Chicago - «Benvenuto Maestro Muti», recita uno striscione sulla facciata del Symphony Center di Chicago, proprio di fronte al Millennium Park, accanto al quale un altro famoso italiano, Renzo Piano, sta ampliando lo storico Art Institute, uno dei principali musei della terza città degli Stati Uniti.
Per Riccardo Muti, che dal 2010 curerà la direzione musicale della Chicago Symphony Orchestra (Cso), la città ha preparato una vera e propria accoglienza da rockstar: basti vedere gli interminabili applausi che lo hanno accolto ieri per la sua prima conferenza stampa, nel foyer del Symphony Center, da quando è stata annunciata la nomina, all’inizio del mese scorso. Secondo il principale dei quotidiani della città, la Chicago Tribune, anche lo stipendio è da rockstar: 2,3 milioni di dollari l’anno tra il 2010 e il 2015. Una somma che secondo il quotidiano la Filarmonica di New York, che lo aveva avvicinato, non sarebbe stata in grado di offrirgli.
Scambiando alcune battute al termine della conferenza stampa Muti non smentisce, limitandosi a dire, con una grande sorriso, che da direttore «libero» avrebbe guadagnato molto di più, e che con la Chicago Symphony Orchestra è soprattutto una storia d’amore.
A vedere l’entusiasmo con il quale Muti è stato presentato alla stampa, non è difficile credergli. Andata avanti per anni, dopo la fine del periodo Daniel Barenboim, senza vero direttore musicale stabile, la Cso è ora convinta di avere trovato la persona giusta. Quella cioè con cui l’orchestra ha una «chemistry», la parola usata negli Stati Uniti per definire una grande passione fisica, come si è visto nella recente tournée insieme. L’orchestra e il direttore napoletano si conoscono bene e si apprezzano da anni. Per Muti la Cso è «uno dei più incredibili ensemble del mondo», e lo spiega con un esempio: a sua conoscenza è l’unica orchestra dimostratasi in grado di interpretare al volo il difficilissimo passaggio dei violini all’unisono del secondo movimento della terza sinfonia di Prokofiev senza dover essere ripresa.

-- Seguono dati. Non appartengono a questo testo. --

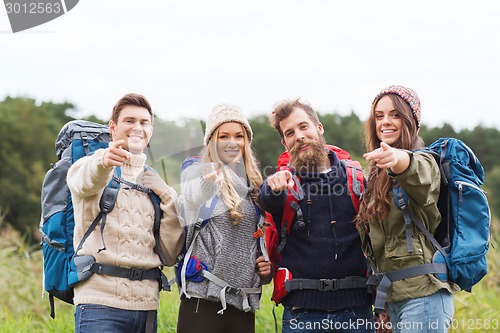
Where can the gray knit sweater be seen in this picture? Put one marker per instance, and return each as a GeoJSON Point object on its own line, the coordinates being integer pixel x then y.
{"type": "Point", "coordinates": [229, 250]}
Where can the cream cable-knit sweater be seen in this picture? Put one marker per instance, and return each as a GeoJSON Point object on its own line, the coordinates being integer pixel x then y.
{"type": "Point", "coordinates": [128, 233]}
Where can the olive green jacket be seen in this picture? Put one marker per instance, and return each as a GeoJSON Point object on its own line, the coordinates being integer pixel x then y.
{"type": "Point", "coordinates": [389, 251]}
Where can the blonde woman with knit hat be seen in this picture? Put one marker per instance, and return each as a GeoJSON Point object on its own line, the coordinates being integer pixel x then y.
{"type": "Point", "coordinates": [422, 303]}
{"type": "Point", "coordinates": [224, 292]}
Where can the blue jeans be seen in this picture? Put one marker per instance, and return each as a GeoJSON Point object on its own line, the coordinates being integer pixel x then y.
{"type": "Point", "coordinates": [358, 319]}
{"type": "Point", "coordinates": [91, 318]}
{"type": "Point", "coordinates": [429, 314]}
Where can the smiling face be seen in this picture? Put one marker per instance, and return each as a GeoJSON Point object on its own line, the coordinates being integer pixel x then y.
{"type": "Point", "coordinates": [388, 121]}
{"type": "Point", "coordinates": [134, 126]}
{"type": "Point", "coordinates": [304, 140]}
{"type": "Point", "coordinates": [299, 127]}
{"type": "Point", "coordinates": [230, 142]}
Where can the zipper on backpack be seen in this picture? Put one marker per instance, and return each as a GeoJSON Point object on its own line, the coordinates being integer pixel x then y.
{"type": "Point", "coordinates": [460, 184]}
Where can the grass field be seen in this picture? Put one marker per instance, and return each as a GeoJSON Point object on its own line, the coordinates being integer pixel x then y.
{"type": "Point", "coordinates": [23, 310]}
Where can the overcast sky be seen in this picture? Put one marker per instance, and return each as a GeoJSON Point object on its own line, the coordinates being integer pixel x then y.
{"type": "Point", "coordinates": [186, 56]}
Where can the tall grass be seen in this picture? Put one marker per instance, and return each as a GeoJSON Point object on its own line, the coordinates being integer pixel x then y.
{"type": "Point", "coordinates": [23, 310]}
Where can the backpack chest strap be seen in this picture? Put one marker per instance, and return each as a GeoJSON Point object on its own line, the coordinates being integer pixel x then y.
{"type": "Point", "coordinates": [350, 282]}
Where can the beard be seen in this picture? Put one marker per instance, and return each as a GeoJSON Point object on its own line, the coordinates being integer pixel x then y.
{"type": "Point", "coordinates": [312, 159]}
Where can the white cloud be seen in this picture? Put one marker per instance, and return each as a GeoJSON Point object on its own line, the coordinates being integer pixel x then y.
{"type": "Point", "coordinates": [191, 55]}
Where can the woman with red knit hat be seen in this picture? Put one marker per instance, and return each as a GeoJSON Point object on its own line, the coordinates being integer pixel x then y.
{"type": "Point", "coordinates": [421, 303]}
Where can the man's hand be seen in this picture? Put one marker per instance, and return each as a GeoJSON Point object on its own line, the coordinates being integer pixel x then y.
{"type": "Point", "coordinates": [153, 181]}
{"type": "Point", "coordinates": [115, 155]}
{"type": "Point", "coordinates": [281, 180]}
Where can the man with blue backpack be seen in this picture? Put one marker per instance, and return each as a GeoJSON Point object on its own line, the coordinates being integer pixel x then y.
{"type": "Point", "coordinates": [119, 262]}
{"type": "Point", "coordinates": [320, 277]}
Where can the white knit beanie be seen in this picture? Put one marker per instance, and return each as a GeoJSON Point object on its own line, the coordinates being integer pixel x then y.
{"type": "Point", "coordinates": [225, 113]}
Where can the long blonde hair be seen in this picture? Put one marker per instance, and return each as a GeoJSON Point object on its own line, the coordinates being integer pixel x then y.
{"type": "Point", "coordinates": [228, 191]}
{"type": "Point", "coordinates": [376, 197]}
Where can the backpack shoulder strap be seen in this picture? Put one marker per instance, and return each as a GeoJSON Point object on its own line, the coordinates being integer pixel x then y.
{"type": "Point", "coordinates": [106, 204]}
{"type": "Point", "coordinates": [355, 181]}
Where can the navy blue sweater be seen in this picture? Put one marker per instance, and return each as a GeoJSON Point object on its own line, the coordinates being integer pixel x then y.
{"type": "Point", "coordinates": [329, 246]}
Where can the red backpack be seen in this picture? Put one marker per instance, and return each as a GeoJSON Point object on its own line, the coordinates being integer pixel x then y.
{"type": "Point", "coordinates": [291, 209]}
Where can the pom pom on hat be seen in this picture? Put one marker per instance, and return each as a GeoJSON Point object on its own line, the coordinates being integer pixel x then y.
{"type": "Point", "coordinates": [225, 113]}
{"type": "Point", "coordinates": [408, 95]}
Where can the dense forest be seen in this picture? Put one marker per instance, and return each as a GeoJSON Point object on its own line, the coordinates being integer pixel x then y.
{"type": "Point", "coordinates": [28, 130]}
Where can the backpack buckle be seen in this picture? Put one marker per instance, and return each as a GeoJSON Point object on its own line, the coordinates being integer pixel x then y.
{"type": "Point", "coordinates": [135, 274]}
{"type": "Point", "coordinates": [327, 284]}
{"type": "Point", "coordinates": [258, 233]}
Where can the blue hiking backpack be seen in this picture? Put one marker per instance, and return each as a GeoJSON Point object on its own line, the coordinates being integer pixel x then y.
{"type": "Point", "coordinates": [462, 238]}
{"type": "Point", "coordinates": [61, 267]}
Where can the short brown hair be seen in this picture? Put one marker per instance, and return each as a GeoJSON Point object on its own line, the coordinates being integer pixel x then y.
{"type": "Point", "coordinates": [285, 108]}
{"type": "Point", "coordinates": [130, 99]}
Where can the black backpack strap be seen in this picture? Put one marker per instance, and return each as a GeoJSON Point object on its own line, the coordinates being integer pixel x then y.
{"type": "Point", "coordinates": [128, 273]}
{"type": "Point", "coordinates": [402, 203]}
{"type": "Point", "coordinates": [350, 282]}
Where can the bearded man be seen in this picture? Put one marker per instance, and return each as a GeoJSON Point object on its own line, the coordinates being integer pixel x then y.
{"type": "Point", "coordinates": [325, 246]}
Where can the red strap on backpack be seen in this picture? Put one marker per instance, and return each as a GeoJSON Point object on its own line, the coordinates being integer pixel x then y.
{"type": "Point", "coordinates": [355, 184]}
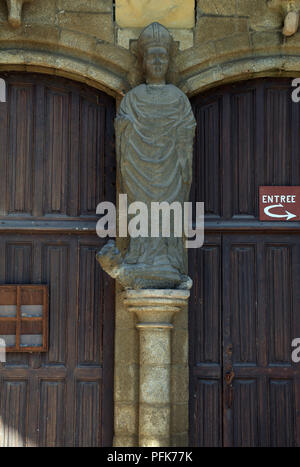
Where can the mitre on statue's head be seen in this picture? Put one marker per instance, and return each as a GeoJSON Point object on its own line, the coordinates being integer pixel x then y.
{"type": "Point", "coordinates": [154, 35]}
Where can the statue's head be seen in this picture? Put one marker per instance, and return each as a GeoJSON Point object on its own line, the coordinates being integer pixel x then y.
{"type": "Point", "coordinates": [154, 46]}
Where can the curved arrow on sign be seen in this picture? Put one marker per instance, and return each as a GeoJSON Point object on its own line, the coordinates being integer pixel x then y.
{"type": "Point", "coordinates": [288, 215]}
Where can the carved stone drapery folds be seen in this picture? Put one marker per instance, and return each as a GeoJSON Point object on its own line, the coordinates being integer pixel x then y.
{"type": "Point", "coordinates": [155, 128]}
{"type": "Point", "coordinates": [15, 11]}
{"type": "Point", "coordinates": [290, 10]}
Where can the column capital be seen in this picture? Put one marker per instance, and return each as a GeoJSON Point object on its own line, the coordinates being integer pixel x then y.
{"type": "Point", "coordinates": [155, 307]}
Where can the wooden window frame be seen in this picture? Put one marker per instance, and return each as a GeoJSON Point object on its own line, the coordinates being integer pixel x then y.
{"type": "Point", "coordinates": [19, 319]}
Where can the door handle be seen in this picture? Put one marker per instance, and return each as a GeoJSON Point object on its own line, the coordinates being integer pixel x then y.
{"type": "Point", "coordinates": [229, 376]}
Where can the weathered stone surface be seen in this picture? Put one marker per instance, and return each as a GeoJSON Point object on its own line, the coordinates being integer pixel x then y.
{"type": "Point", "coordinates": [179, 418]}
{"type": "Point", "coordinates": [265, 39]}
{"type": "Point", "coordinates": [170, 13]}
{"type": "Point", "coordinates": [211, 28]}
{"type": "Point", "coordinates": [125, 441]}
{"type": "Point", "coordinates": [98, 25]}
{"type": "Point", "coordinates": [155, 384]}
{"type": "Point", "coordinates": [154, 346]}
{"type": "Point", "coordinates": [185, 37]}
{"type": "Point", "coordinates": [179, 384]}
{"type": "Point", "coordinates": [179, 440]}
{"type": "Point", "coordinates": [39, 11]}
{"type": "Point", "coordinates": [154, 310]}
{"type": "Point", "coordinates": [234, 44]}
{"type": "Point", "coordinates": [127, 353]}
{"type": "Point", "coordinates": [180, 347]}
{"type": "Point", "coordinates": [15, 8]}
{"type": "Point", "coordinates": [156, 423]}
{"type": "Point", "coordinates": [126, 419]}
{"type": "Point", "coordinates": [126, 382]}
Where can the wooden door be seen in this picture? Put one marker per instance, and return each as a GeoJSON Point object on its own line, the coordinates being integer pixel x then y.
{"type": "Point", "coordinates": [245, 389]}
{"type": "Point", "coordinates": [57, 164]}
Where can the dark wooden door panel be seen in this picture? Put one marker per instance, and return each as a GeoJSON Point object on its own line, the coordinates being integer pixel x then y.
{"type": "Point", "coordinates": [246, 296]}
{"type": "Point", "coordinates": [206, 343]}
{"type": "Point", "coordinates": [260, 309]}
{"type": "Point", "coordinates": [62, 389]}
{"type": "Point", "coordinates": [57, 158]}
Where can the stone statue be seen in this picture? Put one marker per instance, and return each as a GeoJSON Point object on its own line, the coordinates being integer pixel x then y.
{"type": "Point", "coordinates": [155, 129]}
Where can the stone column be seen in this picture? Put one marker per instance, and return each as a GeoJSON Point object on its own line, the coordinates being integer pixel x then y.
{"type": "Point", "coordinates": [155, 310]}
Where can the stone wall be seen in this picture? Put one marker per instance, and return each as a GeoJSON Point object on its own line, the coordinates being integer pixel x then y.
{"type": "Point", "coordinates": [219, 41]}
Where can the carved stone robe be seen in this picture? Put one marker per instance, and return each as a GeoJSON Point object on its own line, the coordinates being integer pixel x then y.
{"type": "Point", "coordinates": [155, 129]}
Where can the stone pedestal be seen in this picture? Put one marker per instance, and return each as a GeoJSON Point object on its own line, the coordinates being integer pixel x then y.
{"type": "Point", "coordinates": [155, 310]}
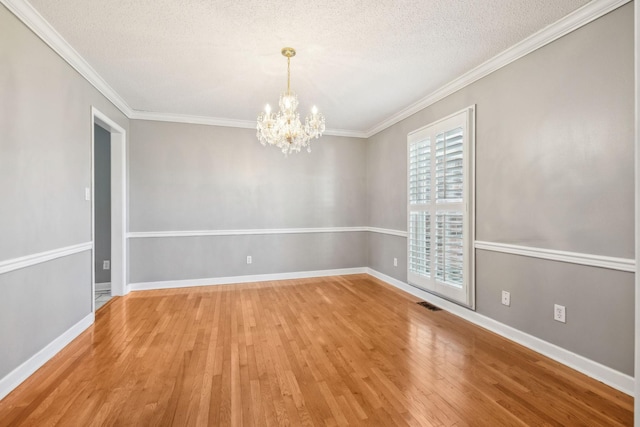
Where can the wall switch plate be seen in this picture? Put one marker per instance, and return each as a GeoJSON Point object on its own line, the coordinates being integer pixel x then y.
{"type": "Point", "coordinates": [559, 313]}
{"type": "Point", "coordinates": [506, 298]}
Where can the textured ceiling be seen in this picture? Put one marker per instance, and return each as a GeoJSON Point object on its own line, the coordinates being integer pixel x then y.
{"type": "Point", "coordinates": [359, 61]}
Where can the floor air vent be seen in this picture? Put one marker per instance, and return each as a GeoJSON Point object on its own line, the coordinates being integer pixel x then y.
{"type": "Point", "coordinates": [429, 306]}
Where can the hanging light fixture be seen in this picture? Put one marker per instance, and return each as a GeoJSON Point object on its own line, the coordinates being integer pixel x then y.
{"type": "Point", "coordinates": [284, 129]}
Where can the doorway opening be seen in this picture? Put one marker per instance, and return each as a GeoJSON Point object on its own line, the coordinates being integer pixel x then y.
{"type": "Point", "coordinates": [101, 215]}
{"type": "Point", "coordinates": [108, 225]}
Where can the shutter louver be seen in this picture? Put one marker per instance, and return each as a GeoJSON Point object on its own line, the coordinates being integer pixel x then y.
{"type": "Point", "coordinates": [420, 243]}
{"type": "Point", "coordinates": [449, 166]}
{"type": "Point", "coordinates": [420, 172]}
{"type": "Point", "coordinates": [449, 247]}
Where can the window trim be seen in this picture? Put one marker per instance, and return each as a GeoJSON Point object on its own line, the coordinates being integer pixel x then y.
{"type": "Point", "coordinates": [466, 296]}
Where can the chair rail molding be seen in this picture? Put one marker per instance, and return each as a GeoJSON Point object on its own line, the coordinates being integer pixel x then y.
{"type": "Point", "coordinates": [40, 257]}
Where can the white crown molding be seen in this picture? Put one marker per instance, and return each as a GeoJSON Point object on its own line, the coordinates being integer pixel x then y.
{"type": "Point", "coordinates": [34, 21]}
{"type": "Point", "coordinates": [194, 120]}
{"type": "Point", "coordinates": [621, 264]}
{"type": "Point", "coordinates": [216, 121]}
{"type": "Point", "coordinates": [580, 17]}
{"type": "Point", "coordinates": [215, 281]}
{"type": "Point", "coordinates": [618, 380]}
{"type": "Point", "coordinates": [14, 378]}
{"type": "Point", "coordinates": [244, 232]}
{"type": "Point", "coordinates": [33, 259]}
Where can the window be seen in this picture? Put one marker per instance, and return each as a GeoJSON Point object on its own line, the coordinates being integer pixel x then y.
{"type": "Point", "coordinates": [440, 211]}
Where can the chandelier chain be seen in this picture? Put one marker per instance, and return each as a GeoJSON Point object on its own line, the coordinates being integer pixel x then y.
{"type": "Point", "coordinates": [288, 75]}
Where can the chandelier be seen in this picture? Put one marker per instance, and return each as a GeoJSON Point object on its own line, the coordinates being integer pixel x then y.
{"type": "Point", "coordinates": [284, 129]}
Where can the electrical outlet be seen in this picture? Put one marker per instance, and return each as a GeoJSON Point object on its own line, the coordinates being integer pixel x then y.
{"type": "Point", "coordinates": [559, 313]}
{"type": "Point", "coordinates": [506, 298]}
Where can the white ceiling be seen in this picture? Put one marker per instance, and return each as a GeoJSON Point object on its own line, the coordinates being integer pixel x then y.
{"type": "Point", "coordinates": [359, 61]}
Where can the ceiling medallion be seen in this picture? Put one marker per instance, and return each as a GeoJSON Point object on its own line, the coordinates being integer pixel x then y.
{"type": "Point", "coordinates": [284, 129]}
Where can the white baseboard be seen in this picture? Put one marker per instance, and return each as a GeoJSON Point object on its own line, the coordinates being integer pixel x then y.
{"type": "Point", "coordinates": [618, 380]}
{"type": "Point", "coordinates": [106, 286]}
{"type": "Point", "coordinates": [22, 372]}
{"type": "Point", "coordinates": [143, 286]}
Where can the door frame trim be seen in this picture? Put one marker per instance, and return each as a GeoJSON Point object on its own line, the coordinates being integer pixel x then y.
{"type": "Point", "coordinates": [119, 285]}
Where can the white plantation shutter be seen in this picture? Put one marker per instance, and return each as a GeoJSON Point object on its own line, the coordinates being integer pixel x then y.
{"type": "Point", "coordinates": [449, 248]}
{"type": "Point", "coordinates": [439, 218]}
{"type": "Point", "coordinates": [420, 243]}
{"type": "Point", "coordinates": [420, 176]}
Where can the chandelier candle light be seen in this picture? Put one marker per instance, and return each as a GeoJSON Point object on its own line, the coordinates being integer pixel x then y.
{"type": "Point", "coordinates": [284, 129]}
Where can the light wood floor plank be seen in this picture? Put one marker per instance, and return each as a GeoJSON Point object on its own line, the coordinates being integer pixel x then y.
{"type": "Point", "coordinates": [346, 350]}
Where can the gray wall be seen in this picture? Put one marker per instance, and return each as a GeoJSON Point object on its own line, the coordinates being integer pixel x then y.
{"type": "Point", "coordinates": [555, 170]}
{"type": "Point", "coordinates": [45, 166]}
{"type": "Point", "coordinates": [102, 202]}
{"type": "Point", "coordinates": [192, 177]}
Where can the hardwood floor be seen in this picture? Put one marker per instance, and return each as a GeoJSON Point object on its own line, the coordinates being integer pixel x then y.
{"type": "Point", "coordinates": [345, 350]}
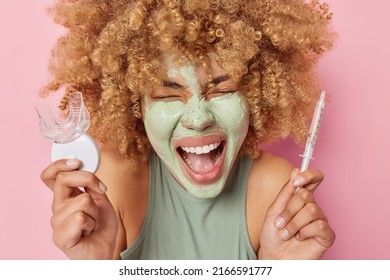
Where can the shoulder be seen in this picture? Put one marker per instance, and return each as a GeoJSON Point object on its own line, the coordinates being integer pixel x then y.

Dei programmi futuri, Muti dà pochi dettagli («non sono un politico che fa promesse, sono soltanto un musicista», dice), limitandosi a spiegare che il repertorio andrà dal barocco al contemporaneo (con opere commissionate a compositori anche non americani), che inviterà direttori e solisti prestigiosi, che vorrà portare l’orchestra nelle scuole, o anche nelle carceri.
Il maestro è in gran forma, alternando passaggi filosofici e quasi metafisici (oltreché didattici quando spiega come fruire la musica contemporanea), a momenti pieni di humour. Chissà se è vero: Muti sostiene di avere detto a una signora il cui telefonino squillò durante un concerto, un inatteso «risponda per cortesia». Della Scala, poco o niente. Sulla ben nota vicenda del terremoto dopo una collaborazione durata ben 19 anni il Maestro glissa, limitandosi a dire che «è impossibile da spiegare se non si capiscono alcuni atteggiamenti tipicamente italiani».
Ma un omaggio all’orchestra lo fa: ricordando il concerto a Sarajevo subito dopo la fine della guerra, quando l’Eroica di Beethoven dimostrò ancora una volta che la musica «è il miglior ambasciatore del mondo».Insomma, un incontro sereno e rilassato che fa ben immaginare quanto proficua diventerà la collaborazione tra uno dei più famosi direttori d’orchestra del mondo e i maestri della Chicago Symphony.